Par Sarah Laîné – Le 14/08/2015

Il est indispensable à la vie et symbolise le sentiment le plus noble : Le Figaro passe à l’épreuve de la médecine 15 idées reçues autour du coeur.

1) Les maladies cardiaques épargnaient nos ancêtres

Une équipe internationale de scientifiques a examiné au scanner les corps de 137 momies couvrant près de quarante siècles. Les analyses publiées en 2013 ont permis de révéler que les hommes sont touchés par l’athérosclérose depuis au moins 4 000 ans. Un tiers des momies présentait en effet des artères obstruées par des dépôts de graisse. Responsable de l’infarctus ou de l’attaque cérébrale, l’athérosclérose ne serait donc pas uniquement une maladie de notre monde moderne. L’âge serait en fait le premier facteur de risque, même si la sédentarité, le tabac, le diabète, l’obésité ou encore la «malbouffe» favorisent la survenue de cette maladie. Plusieurs études ont d’ailleurs démontré l’influence du mode de vie sur les maladies cardiaques.

2) On peut vivre sans cœur

En 2009, Jakub Halík, un Tchèque de 38 ans est décédé après avoir vécu six mois sans cœur: un record mondial. Victime d’une tumeur cardiaque très rare, les médecins avaient dû remplacer l’organe malade par un cœur artificiel constitué de deux pompes mécaniques. Plus récemment, le premier patient français transplanté avec un cœur artificiel autonome a vécu 75 jours. Le 5 novembre dernier, la société Carmat annonçait que le deuxième patient, opéré début septembre au CHU de Nantes, se «portait très bien».

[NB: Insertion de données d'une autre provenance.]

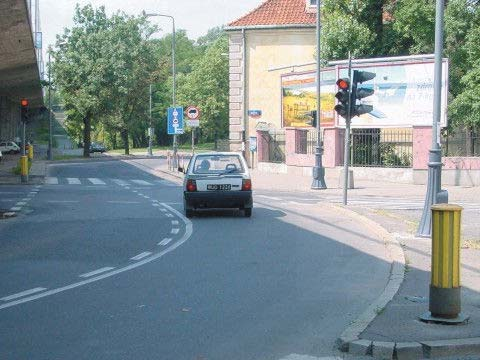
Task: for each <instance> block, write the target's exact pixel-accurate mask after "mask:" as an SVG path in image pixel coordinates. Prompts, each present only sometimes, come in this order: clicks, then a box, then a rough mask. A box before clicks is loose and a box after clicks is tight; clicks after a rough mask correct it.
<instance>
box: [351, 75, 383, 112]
mask: <svg viewBox="0 0 480 360" xmlns="http://www.w3.org/2000/svg"><path fill="white" fill-rule="evenodd" d="M376 75H377V74H375V73H371V72H368V71H359V70H354V71H353V83H352V108H351V109H352V110H351V115H352V117H354V116H360V115H362V114H367V113H369V112H371V111H372V110H373V106H372V105H366V104H362V103H360V104H358V105H357V100H361V99H364V98H366V97H368V96H371V95H373V93H374V92H375V90H373V88H363V87H358V84H362V83H363V82H365V81H368V80H372V79H374V78H375V76H376Z"/></svg>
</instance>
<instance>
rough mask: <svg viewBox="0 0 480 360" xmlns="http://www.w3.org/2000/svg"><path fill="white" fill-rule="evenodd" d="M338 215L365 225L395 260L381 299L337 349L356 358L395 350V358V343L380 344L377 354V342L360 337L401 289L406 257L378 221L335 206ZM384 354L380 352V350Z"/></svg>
mask: <svg viewBox="0 0 480 360" xmlns="http://www.w3.org/2000/svg"><path fill="white" fill-rule="evenodd" d="M331 206H332V208H334V209H335V210H336V211H337V212H340V213H343V214H344V215H346V216H348V217H350V218H354V219H356V220H357V221H359V222H361V223H362V224H364V225H365V226H366V227H367V228H368V229H370V230H371V231H372V232H373V233H374V234H376V235H377V236H378V237H380V239H382V240H383V241H384V242H385V246H386V249H387V254H388V256H389V258H390V261H391V267H390V275H389V277H388V281H387V284H386V285H385V288H384V290H383V292H382V293H381V294H380V296H379V297H378V298H377V299H376V300H375V301H373V302H372V303H371V304H370V306H369V307H368V308H367V309H366V310H365V311H364V312H363V313H362V314H361V315H360V316H359V317H358V318H357V319H356V320H355V321H354V322H353V323H352V324H350V325H349V326H348V327H347V328H346V329H345V330H344V331H343V333H342V334H341V335H340V337H339V338H338V339H337V346H338V348H339V349H340V350H341V351H343V352H351V353H352V354H353V353H354V354H355V355H372V354H374V353H377V352H378V353H379V354H381V357H382V358H386V357H385V352H388V349H392V351H391V352H392V356H393V352H394V348H395V343H386V342H382V343H381V344H379V345H377V351H375V352H374V342H373V341H370V340H366V339H360V334H361V333H362V332H363V331H364V330H365V329H366V328H367V326H368V325H370V323H371V322H372V321H373V320H374V319H375V317H376V316H377V315H378V313H379V312H380V311H382V310H383V309H384V308H385V306H387V304H388V303H389V302H390V301H391V300H392V299H393V297H394V296H395V294H396V293H397V292H398V290H399V289H400V286H401V284H402V282H403V279H404V276H405V254H404V251H403V248H402V246H401V245H400V243H399V241H398V240H397V239H396V238H395V237H394V236H393V235H392V234H391V233H390V232H388V231H387V230H386V229H385V228H384V227H382V226H381V225H380V224H378V223H377V222H375V221H373V220H371V219H369V218H367V217H365V216H363V215H360V214H358V213H356V212H355V211H352V210H349V209H346V208H344V207H342V206H339V205H333V204H331ZM380 347H381V348H382V351H379V348H380Z"/></svg>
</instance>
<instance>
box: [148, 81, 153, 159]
mask: <svg viewBox="0 0 480 360" xmlns="http://www.w3.org/2000/svg"><path fill="white" fill-rule="evenodd" d="M149 94H150V107H149V126H148V155H149V156H152V155H153V152H152V142H153V141H152V140H153V139H152V135H153V134H152V84H150V87H149Z"/></svg>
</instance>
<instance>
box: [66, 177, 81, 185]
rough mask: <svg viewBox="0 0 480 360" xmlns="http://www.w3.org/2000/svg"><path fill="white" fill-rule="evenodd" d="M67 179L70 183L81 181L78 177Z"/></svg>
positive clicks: (74, 184) (79, 181)
mask: <svg viewBox="0 0 480 360" xmlns="http://www.w3.org/2000/svg"><path fill="white" fill-rule="evenodd" d="M67 181H68V183H69V184H70V185H80V184H81V181H80V179H79V178H67Z"/></svg>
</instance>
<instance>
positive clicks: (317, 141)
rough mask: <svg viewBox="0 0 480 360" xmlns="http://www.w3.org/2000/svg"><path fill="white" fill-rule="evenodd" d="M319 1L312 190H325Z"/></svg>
mask: <svg viewBox="0 0 480 360" xmlns="http://www.w3.org/2000/svg"><path fill="white" fill-rule="evenodd" d="M320 14H321V12H320V0H317V115H316V116H317V119H316V120H317V146H316V148H315V166H314V168H313V181H312V189H316V190H321V189H326V188H327V184H326V183H325V169H324V168H323V166H322V155H323V141H322V136H321V129H320V111H321V108H320V103H321V99H320V79H321V78H320V60H321V58H320V35H321V23H320V21H321V19H320Z"/></svg>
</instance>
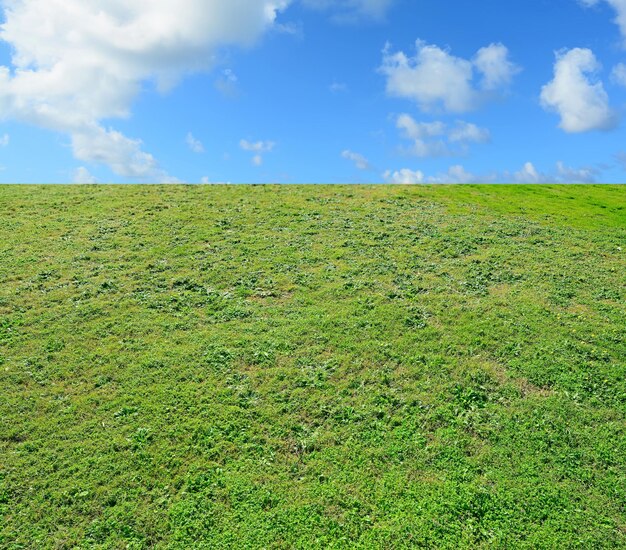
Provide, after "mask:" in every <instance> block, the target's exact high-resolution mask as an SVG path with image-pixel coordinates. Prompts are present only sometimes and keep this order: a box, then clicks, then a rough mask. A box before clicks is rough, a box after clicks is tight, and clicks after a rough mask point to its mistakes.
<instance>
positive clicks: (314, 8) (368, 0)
mask: <svg viewBox="0 0 626 550" xmlns="http://www.w3.org/2000/svg"><path fill="white" fill-rule="evenodd" d="M302 3H303V4H304V5H305V6H307V7H309V8H313V9H316V10H319V11H331V12H332V19H333V20H334V21H336V22H339V23H353V22H356V21H359V20H362V19H370V20H379V21H380V20H382V19H384V18H385V16H386V15H387V12H388V11H389V9H390V8H391V6H392V5H393V4H394V3H395V0H302Z"/></svg>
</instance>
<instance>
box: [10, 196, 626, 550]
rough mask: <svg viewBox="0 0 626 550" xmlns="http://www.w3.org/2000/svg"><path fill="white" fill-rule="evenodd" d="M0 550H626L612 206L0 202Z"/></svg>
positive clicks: (129, 198) (173, 196)
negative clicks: (191, 549) (456, 549)
mask: <svg viewBox="0 0 626 550" xmlns="http://www.w3.org/2000/svg"><path fill="white" fill-rule="evenodd" d="M0 221H1V223H0V547H2V548H8V549H18V548H28V549H30V548H67V549H70V548H131V549H139V548H219V549H223V548H238V549H239V548H303V549H305V548H306V549H309V548H325V549H326V548H367V549H369V548H411V547H427V548H507V549H510V548H594V549H596V548H626V187H619V186H561V187H559V186H491V187H483V186H462V187H390V186H389V187H388V186H378V187H369V186H368V187H327V186H319V187H318V186H310V187H299V186H295V187H279V186H265V187H264V186H253V187H248V186H232V187H211V186H205V187H193V186H172V187H164V186H133V187H130V186H129V187H106V186H105V187H94V186H87V187H26V186H4V187H0Z"/></svg>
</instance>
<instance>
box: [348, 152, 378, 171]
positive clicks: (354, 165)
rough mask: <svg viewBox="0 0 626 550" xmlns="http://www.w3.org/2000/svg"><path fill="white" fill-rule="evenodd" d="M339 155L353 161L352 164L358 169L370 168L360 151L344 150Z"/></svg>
mask: <svg viewBox="0 0 626 550" xmlns="http://www.w3.org/2000/svg"><path fill="white" fill-rule="evenodd" d="M341 157H342V158H344V159H346V160H349V161H350V162H352V163H354V166H355V167H356V168H357V169H359V170H371V169H372V165H371V164H370V162H369V161H368V160H367V159H366V158H365V157H364V156H363V155H361V154H360V153H354V152H353V151H349V150H346V151H343V152H342V153H341Z"/></svg>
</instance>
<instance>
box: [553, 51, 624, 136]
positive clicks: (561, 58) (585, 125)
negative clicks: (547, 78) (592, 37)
mask: <svg viewBox="0 0 626 550" xmlns="http://www.w3.org/2000/svg"><path fill="white" fill-rule="evenodd" d="M599 70H600V64H599V63H598V60H597V59H596V57H595V55H594V54H593V52H592V51H591V50H589V49H584V48H574V49H573V50H568V51H562V52H558V53H557V58H556V63H555V65H554V79H553V80H552V81H551V82H550V83H548V84H546V85H545V86H544V87H543V89H542V90H541V104H542V106H543V107H544V108H545V109H547V110H552V111H555V112H557V113H558V114H559V115H560V117H561V123H560V127H561V128H562V129H563V130H564V131H566V132H568V133H580V132H589V131H591V130H609V129H611V128H613V127H615V125H616V124H617V122H618V116H617V114H616V113H615V111H613V109H611V107H610V105H609V97H608V95H607V93H606V91H605V89H604V85H603V84H602V82H601V81H597V80H595V76H596V75H597V73H598V71H599Z"/></svg>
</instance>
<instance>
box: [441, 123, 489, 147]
mask: <svg viewBox="0 0 626 550" xmlns="http://www.w3.org/2000/svg"><path fill="white" fill-rule="evenodd" d="M448 139H449V140H450V142H451V143H487V142H489V141H490V140H491V132H489V130H487V129H486V128H480V127H479V126H476V125H475V124H472V123H470V122H464V121H462V120H458V121H457V122H456V125H455V126H454V127H453V128H451V129H450V133H449V134H448Z"/></svg>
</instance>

3) Le cœur brisé est juste une figure littéraire

Crédit photo: Flickr/suez92

Crédit photo: Flickr/suez92

Un accident, la perte d’un être cher ou tout autre traumatisme psychologique important peut vous briser le cœur, au sens propre du terme. Le «syndrome des cœurs brisés», «faux infarctus de stress» ou encore «syndrome de tako-tsubo» est une réelle pathologie cardiaque, qui peut survenir après un choc émotionnel ou physique violent. Les symptômes cliniques miment ceux d’un infarctus. Certaines régions du muscle cardiaque ne se contractent plus normalement suite à une trop forte libération de catécholamines, les hormones du stress. Touchant principalement les femmes, cette maladie présente généralement une évolution favorable. La plupart des patients retrouvent un état de santé normal après trois à six mois de traitement.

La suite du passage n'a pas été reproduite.